The grill looks like it may be able to bolt right on...BUT I dunno about the heads. It doesnt look that much different than ours. WIth a little extra $$$ to modify U should be alright.

It def. looks a lot easier and cheaper than fitting the Silvia heads I had in mind....

Just let us know what kind of money they are asking for. THe web page looks like they're a junkyard or sumting....so they cant tax too much...


----------



## Niss200SXGTR (May 31, 2002)

look closely, headlights arent going to fit.. the mounting positions are all wrong, and they are too small.. they wont fit, sorry guys.


----------



## Guest (Sep 26, 2002)

damn the homeboy said that he is gonna look for them and he will get back at me with the prices.... the grill should bolt right on your right.. and fuck it if the heads dont fit I will make them fit... shit if you can put skyline tails in a 200SX why cant you do this... shit if you could put silvia heads in a civic i dont see why you cant do this... fuck im gonna go ahead and still get them.. if its too much work.. i will just sell them to some one that owns a shop or something... peace..


----------



## MP2050 (May 1, 2002)

luvregals thats exactly how I feel.... Go for it yo It'll be worth it in the end. 

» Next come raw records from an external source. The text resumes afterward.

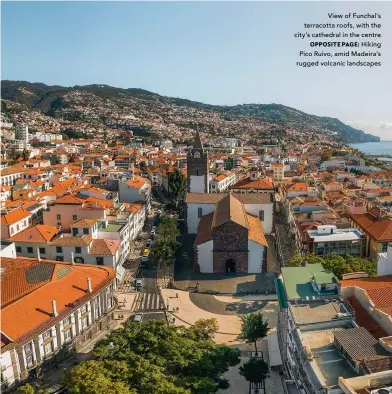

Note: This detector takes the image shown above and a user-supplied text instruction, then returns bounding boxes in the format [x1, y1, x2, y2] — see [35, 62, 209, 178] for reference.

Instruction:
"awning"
[267, 331, 282, 367]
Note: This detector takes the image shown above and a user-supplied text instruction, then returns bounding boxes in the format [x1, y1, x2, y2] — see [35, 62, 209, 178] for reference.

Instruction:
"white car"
[141, 256, 148, 262]
[157, 209, 162, 215]
[150, 230, 156, 236]
[135, 278, 144, 289]
[146, 239, 154, 248]
[152, 226, 157, 232]
[133, 313, 144, 323]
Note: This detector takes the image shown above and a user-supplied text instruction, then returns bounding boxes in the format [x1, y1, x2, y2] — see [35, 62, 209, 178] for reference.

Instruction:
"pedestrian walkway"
[136, 292, 165, 311]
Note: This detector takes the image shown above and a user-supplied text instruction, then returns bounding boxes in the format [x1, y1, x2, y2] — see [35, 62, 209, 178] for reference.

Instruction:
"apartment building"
[276, 264, 392, 394]
[210, 171, 236, 193]
[0, 210, 32, 240]
[0, 257, 117, 391]
[305, 225, 364, 257]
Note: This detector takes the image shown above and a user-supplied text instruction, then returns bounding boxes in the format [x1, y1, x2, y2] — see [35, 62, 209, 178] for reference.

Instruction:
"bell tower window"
[196, 169, 199, 176]
[194, 151, 200, 159]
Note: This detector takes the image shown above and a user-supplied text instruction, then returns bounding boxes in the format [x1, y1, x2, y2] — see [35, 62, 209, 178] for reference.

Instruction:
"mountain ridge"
[1, 80, 380, 143]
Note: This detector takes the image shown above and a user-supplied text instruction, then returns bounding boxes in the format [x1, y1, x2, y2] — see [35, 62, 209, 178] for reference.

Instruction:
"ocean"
[349, 141, 392, 157]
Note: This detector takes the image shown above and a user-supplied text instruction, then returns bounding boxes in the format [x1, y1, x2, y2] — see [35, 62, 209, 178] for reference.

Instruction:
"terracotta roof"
[212, 194, 249, 229]
[231, 176, 274, 190]
[347, 296, 388, 339]
[8, 225, 58, 243]
[350, 213, 392, 241]
[89, 239, 120, 256]
[0, 257, 115, 343]
[247, 214, 267, 246]
[126, 176, 150, 189]
[341, 276, 392, 317]
[186, 193, 226, 204]
[287, 182, 308, 191]
[0, 209, 31, 225]
[54, 195, 84, 205]
[195, 213, 214, 245]
[71, 219, 98, 228]
[334, 327, 387, 361]
[51, 235, 92, 247]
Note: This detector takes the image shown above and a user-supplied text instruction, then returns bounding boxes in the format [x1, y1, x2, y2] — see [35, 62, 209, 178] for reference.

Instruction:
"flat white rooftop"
[307, 228, 362, 243]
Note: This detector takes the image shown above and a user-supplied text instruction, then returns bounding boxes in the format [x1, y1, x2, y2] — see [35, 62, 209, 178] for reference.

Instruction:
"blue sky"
[2, 1, 392, 139]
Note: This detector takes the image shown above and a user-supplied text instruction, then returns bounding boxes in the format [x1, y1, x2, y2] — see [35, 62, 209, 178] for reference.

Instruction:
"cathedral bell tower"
[187, 130, 209, 193]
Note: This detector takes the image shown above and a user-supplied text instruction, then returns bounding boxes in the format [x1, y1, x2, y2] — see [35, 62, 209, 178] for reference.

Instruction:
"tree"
[21, 149, 30, 161]
[288, 253, 376, 279]
[17, 384, 35, 394]
[239, 358, 269, 393]
[139, 161, 147, 173]
[64, 360, 136, 394]
[238, 313, 269, 355]
[66, 319, 241, 394]
[168, 168, 187, 209]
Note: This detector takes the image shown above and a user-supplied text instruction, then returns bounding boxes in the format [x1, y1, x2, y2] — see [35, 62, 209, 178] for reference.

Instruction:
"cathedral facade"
[186, 132, 271, 274]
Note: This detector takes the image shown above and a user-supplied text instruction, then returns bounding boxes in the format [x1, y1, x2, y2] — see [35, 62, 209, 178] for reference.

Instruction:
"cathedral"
[186, 132, 271, 274]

AND def. let us Know about the prices....


----------



## JT200SX-N-FX (May 30, 2002)

Grille will fit with no problem, but headlights are definently another story!


----------



## landlord (Jun 11, 2002)

selrider99 said:


> *yeah it looks nothing like the lights on my 99...
> but you can make anything fit with a little $$$$ *


and sometimes a hammer too!! lol.


----------



## nitestridar (Jun 29, 2002)

yeah the grill might bolt up but it also might not fit with our stock lights


----------



## JT200SX-N-FX (May 30, 2002)

selrider99 said:


> *yeah the grill might bolt up but it also might not fit with our stock lights *


It will with the projectors though!


----------